Search code examples
numpytensorflowgradientlinear-algebradeterminants

Calculate log of determinant in TensorFlow when determinant overflows/underflows


My cost function involves the calculation of log(det(A)) (assuming the det(A) is positive so the log makes sense, but A is not Hermitian so that the Cholesky decomposition is not applicable here). When det(A) is very large/small, a direct call to det(A) will overflow/underflow. To circumvent this, one use the mathematical fact that

log(det(A)) = Tr(log(A)),

where the later can be evaluated using LU decomposition (which is more efficient than eigenvalue/SVD). This algorithm has been implemented in numpy as numpy.linalg.slogdet, so the problem is how to call numpy from TensorFlow.


Here is what I tried

import numpy as np
import tensorflow as tf
from tensorflow.python.framework import function

def logdet_np(a):
    _, l = np.linalg.slogdet(a)
    return l

def logdet1(a):
    return tf.py_func(logdet_np, [a], tf.float64)

@function.Defun(tf.float64, func_name='LogDet')
def logdet2(a):
    return tf.py_func(logdet_np, [a], tf.float64)

with tf.Session() as sess:
    a = tf.constant(np.eye(500)*10.)
    #print(sess.run(logdet1(a)))
    print(sess.run(logdet2(a)))

I first define a python function to pass out the numpy result. Then I defined two logdet functions using tf.py_func. The second function is decorated by function.Defun which is used to define TensorFlow functions and their gradients later. As I test them, I found that the first function logdet1 works and gives the correct result. But the second function logdet2 returns a KeyError.
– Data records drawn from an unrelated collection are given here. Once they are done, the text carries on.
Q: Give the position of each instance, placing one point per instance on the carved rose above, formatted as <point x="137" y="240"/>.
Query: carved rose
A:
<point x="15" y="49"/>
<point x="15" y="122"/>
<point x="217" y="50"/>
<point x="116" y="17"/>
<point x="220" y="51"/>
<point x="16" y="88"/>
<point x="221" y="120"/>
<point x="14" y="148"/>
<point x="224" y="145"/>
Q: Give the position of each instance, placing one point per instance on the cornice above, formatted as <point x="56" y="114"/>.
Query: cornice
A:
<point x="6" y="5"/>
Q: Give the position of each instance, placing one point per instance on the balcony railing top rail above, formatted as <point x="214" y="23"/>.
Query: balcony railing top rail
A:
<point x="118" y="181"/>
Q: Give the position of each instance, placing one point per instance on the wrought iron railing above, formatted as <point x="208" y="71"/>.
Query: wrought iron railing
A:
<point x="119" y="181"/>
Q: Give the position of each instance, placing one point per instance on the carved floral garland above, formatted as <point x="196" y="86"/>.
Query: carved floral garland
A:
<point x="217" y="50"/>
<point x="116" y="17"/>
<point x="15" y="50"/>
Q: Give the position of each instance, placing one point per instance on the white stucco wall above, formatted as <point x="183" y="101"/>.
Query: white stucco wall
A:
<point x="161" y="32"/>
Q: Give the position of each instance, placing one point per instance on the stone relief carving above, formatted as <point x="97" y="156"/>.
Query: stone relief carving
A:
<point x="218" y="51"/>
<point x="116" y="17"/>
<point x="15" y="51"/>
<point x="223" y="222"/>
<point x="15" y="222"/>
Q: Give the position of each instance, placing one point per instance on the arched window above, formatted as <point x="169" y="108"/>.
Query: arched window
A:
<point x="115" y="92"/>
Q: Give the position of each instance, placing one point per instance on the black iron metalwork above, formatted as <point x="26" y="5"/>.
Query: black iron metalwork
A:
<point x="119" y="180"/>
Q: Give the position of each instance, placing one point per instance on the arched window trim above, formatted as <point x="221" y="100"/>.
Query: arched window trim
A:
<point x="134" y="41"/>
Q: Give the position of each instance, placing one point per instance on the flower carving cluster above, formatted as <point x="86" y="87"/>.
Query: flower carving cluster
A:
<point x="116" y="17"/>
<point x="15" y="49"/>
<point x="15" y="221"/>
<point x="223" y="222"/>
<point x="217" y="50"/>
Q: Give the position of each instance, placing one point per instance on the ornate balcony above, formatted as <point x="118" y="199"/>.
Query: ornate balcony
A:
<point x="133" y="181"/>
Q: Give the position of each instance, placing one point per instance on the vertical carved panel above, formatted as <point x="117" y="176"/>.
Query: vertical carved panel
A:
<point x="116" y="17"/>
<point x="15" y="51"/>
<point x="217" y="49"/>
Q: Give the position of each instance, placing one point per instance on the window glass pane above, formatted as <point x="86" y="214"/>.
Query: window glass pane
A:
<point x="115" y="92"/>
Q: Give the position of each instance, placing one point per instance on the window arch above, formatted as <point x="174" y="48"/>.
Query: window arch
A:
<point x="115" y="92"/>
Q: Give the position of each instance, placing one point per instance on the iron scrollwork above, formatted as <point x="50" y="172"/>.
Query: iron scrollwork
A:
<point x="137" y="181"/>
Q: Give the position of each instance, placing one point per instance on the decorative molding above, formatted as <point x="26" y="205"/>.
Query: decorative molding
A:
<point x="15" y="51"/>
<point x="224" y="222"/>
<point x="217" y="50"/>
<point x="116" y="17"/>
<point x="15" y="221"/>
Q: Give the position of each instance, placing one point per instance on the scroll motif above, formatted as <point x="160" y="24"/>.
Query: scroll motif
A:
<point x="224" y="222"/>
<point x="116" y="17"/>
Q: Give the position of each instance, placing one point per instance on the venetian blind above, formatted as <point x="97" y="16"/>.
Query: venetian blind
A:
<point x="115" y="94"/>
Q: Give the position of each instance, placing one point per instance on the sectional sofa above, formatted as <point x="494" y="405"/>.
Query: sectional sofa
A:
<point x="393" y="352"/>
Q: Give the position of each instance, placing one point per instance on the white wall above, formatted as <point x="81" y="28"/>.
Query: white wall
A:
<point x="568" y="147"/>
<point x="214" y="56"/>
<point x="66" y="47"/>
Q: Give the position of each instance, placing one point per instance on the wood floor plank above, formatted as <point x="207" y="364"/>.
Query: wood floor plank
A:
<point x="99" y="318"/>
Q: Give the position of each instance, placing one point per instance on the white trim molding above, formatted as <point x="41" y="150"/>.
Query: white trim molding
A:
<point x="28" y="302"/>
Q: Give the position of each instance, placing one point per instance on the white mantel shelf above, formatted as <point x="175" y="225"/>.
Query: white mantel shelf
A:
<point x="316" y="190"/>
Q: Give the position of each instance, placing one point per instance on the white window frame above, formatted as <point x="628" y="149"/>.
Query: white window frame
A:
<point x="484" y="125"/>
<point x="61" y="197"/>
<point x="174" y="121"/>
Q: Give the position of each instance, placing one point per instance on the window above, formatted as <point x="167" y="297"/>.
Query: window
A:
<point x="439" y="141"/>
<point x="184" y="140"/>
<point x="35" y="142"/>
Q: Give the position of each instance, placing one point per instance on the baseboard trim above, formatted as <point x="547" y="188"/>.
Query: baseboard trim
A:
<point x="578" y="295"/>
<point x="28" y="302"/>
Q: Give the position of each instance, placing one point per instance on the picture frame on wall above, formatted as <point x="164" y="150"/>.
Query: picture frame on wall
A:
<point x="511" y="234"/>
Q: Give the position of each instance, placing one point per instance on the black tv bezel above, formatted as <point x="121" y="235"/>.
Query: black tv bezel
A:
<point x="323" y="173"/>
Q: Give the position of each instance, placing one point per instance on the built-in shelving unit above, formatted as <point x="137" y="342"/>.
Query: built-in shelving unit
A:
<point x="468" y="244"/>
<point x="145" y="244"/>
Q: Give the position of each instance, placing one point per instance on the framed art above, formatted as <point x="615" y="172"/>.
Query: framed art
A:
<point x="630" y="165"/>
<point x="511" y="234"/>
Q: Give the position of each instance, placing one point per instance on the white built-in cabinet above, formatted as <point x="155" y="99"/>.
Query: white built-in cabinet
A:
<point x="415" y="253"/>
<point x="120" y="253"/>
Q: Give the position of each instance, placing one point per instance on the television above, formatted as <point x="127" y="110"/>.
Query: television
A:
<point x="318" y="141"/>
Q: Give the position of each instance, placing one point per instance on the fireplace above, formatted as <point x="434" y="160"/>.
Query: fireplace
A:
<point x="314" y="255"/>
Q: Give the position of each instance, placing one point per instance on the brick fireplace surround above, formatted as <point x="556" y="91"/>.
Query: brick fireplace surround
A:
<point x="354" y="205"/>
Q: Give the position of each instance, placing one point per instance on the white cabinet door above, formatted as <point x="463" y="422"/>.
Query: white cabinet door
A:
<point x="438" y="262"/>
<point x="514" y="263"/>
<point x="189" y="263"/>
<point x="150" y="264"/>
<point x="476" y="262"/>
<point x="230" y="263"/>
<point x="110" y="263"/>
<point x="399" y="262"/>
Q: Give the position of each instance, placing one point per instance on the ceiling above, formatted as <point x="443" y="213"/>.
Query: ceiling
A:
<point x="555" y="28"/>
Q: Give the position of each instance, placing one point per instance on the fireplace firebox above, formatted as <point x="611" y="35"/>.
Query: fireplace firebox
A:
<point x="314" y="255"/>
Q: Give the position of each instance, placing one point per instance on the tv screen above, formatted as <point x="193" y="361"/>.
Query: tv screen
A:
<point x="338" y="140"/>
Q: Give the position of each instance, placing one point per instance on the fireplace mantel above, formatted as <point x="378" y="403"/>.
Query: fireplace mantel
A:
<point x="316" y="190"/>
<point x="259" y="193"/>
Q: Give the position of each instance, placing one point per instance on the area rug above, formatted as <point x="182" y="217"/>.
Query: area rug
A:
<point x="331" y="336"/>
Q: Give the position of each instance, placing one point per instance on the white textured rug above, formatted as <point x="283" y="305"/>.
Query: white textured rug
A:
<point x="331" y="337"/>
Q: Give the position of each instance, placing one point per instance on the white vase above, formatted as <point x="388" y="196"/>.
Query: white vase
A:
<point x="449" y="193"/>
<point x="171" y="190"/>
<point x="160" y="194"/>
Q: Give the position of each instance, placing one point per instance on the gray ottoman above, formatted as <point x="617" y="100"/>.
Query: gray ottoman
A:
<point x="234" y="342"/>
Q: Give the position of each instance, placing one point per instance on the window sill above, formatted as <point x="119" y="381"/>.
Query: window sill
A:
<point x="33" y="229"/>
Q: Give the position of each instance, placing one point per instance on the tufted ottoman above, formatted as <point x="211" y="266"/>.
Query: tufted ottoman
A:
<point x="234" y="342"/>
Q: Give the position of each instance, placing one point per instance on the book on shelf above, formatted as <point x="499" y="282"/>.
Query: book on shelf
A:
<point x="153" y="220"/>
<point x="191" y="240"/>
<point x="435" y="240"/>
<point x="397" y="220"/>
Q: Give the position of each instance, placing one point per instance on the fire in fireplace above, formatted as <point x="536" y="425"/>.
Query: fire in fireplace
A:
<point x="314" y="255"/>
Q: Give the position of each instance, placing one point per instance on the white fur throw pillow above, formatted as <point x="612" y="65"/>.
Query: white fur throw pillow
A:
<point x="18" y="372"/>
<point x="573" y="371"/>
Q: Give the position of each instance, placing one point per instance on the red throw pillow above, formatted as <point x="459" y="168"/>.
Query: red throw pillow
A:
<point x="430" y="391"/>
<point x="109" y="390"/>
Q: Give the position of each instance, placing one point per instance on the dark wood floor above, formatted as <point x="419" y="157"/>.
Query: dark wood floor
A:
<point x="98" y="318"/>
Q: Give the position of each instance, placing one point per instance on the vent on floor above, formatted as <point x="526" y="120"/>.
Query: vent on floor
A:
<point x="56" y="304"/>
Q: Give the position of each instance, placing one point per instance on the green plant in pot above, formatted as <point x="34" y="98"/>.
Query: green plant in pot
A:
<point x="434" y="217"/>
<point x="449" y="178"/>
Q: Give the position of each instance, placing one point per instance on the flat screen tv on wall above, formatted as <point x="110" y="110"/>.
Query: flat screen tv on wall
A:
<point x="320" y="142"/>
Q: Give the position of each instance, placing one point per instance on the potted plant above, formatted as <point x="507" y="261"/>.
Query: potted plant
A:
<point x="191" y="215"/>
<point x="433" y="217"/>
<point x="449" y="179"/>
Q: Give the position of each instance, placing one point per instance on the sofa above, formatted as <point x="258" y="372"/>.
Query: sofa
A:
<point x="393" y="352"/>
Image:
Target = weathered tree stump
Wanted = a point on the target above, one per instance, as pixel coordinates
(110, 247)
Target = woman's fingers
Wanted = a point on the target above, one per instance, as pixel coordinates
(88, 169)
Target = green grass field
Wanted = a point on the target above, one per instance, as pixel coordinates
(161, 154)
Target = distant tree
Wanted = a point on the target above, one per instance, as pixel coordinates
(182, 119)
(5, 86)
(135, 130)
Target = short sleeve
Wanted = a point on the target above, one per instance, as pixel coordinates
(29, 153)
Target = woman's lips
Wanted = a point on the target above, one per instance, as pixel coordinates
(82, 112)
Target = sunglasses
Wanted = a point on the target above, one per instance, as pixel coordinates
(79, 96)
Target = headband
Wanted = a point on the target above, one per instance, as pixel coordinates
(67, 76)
---------------------------------------------------------------------------
KeyError                                  Traceback (most recent call last)
/Library/Frameworks/Python.framework/Versions/3.5/lib/python3.5/site-
packages/tensorflow/python/ops/script_ops.py in __call__(self, token, args)
     77   def __call__(self, token, args):
     78     """Calls the registered function for `token` with args."""
---> 79     func = self._funcs[token]
     80     if func is None:
     81       raise ValueError("callback %s is not found" % token)

KeyError: 'pyfunc_0'

My question is what is wrong with the Defun decorator? Why is it conflicting with py_func? How can I wrap numpy functions in TensorFlor correctly?


The remaining part of defining the gradient for logdet is related to the question matrix determinant differentiation in tensorflow. According to the solution in that question, one attempts to write

@function.Defun(tf.float64, tf.float64, func_name='LogDet_Gradient')
def logdet_grad(a, grad):
    a_adj_inv = tf.matrix_inverse(a, adjoint=True)
    out_shape = tf.concat([tf.shape(a)[:-2], [1, 1]], axis=0)
    return tf.reshape(grad, out_shape) * a_adj_inv
@function.Defun(tf.float64, func_name='LogDet', grad_func=logdet_grad)
def logdet(a):
    return tf.py_func(logdet_np, [a], tf.float64, stateful=False, name='LogDet')

The above code would work if one can solve the conflict between Defun and py_func, which is the key question that I raised above.


Solution

  • With the help of @MaxB, here I post the code to define the function logdet for log(abs(det(A))) and its gradient.

    • logdet calls the numpy function numpy.linalg.slogdet to compute the log of the determinant using the idea of log(det(A))=Tr(log(A)), which is robust against the overflow/underflow of the determinant. It is based on the LU decomposition, which is more efficient compared to the eigenvalue/SVD based method.

    • The numpy function slogdet returns a tuple containing both the sign of the determinant and the log(abs(det(A))). The sign will be neglected, since it will not contribute to the gradient signal in the optimization.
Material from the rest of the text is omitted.